Inovasi Alat Deteksi Diabetes Lewat Napas
- bing image creatif
VIVA Jogja - Inovasi kesehatan kembali lahir dari kampus Universitas Gadjah Mada. Sekelompok mahasiswa lintas fakultas berhasil mengembangkan purwarupa alat deteksi dini diabetes melitus tanpa jarum suntik. Alat yang diberi nama Glycemia Breath Analyzer (Glyra) ini bekerja dengan menganalisis embusan napas penderita, menawarkan cara pemeriksaan yang lebih nyaman dibanding metode tusuk jari yang selama ini menjadi standar.
Ketua tim, Muhammad Nafal Zakin Rustanto, menjelaskan bahwa ide Glyra muncul dari tingginya prevalensi diabetes di Indonesia.
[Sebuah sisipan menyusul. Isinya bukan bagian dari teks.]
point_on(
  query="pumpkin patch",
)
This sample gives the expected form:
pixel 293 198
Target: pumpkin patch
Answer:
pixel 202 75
Data Survei Kesehatan Indonesia (SKI) 2023 mencatat, dua dari setiap seratus orang dewasa di tanah air menderita diabetes. “Pemeriksaan invasif sering menimbulkan ketidaknyamanan. Kami ingin menghadirkan metode yang lebih ramah bagi pasien,” ujarnya.
Cara kerja Glyra adalah mendeteksi biomarker berupa senyawa kimia yang dilepaskan melalui napas, seperti aseton, yang muncul ketika tubuh penderita diabetes membakar lemak sebagai sumber energi. Untuk itu, perangkat ini dilengkapi enam sensor gas berteknologi tinggi yang sensitif terhadap biomarker tertentu. Data yang ditangkap sensor kemudian diproses dengan algoritma kecerdasan buatan agar hasilnya akurat.
Tak hanya itu, Glyra juga terhubung dengan sistem Internet of Things (IoT), sehingga hasil pemeriksaan dapat dipantau secara real-time melalui laman khusus. “Prototipe hardware sudah jadi, sensor sudah terpasang, dan sistem listriknya berfungsi. Saat ini kami sedang mengembangkan dataset agar AI bisa dilatih dengan data riil,” terang anggota tim, Mirza Evrizqo Timmerman.
Tim yang beranggotakan lima mahasiswa—selain Nafal dan Mirza, juga Nathanael Satya Saputra, Alfito Putra Parindra, dan Muhammad Bintang Hidayatullah Marbun—berada di bawah bimbingan Dr. Eng. Ir. Igi Ardiyanto dari Fakultas Teknik UGM. Meski baru pertama kali mengikuti Program Kreativitas Mahasiswa (PKM), mereka mengaku dukungan dosen dan pendanaan dari Direktorat Pembelajaran dan Kemahasiswaan (Belmawa) Kemdiktisaintek RI membuat proses pengembangan berjalan lancar.
Ke depan, tim Glyra berharap inovasi ini dapat menjadi solusi skrining dini yang lebih terjangkau dan mudah diakses masyarakat. Purwarupa yang kini sudah mencapai 80 persen pengembangan ditargetkan melangkah ke tahap uji klinis dan pendaftaran Hak Kekayaan Intelektual (HKI). “Kami ingin alat ini benar-benar bisa membantu masyarakat memantau kondisi gula darah sehari-hari tanpa rasa sakit,” pungkas Nafal.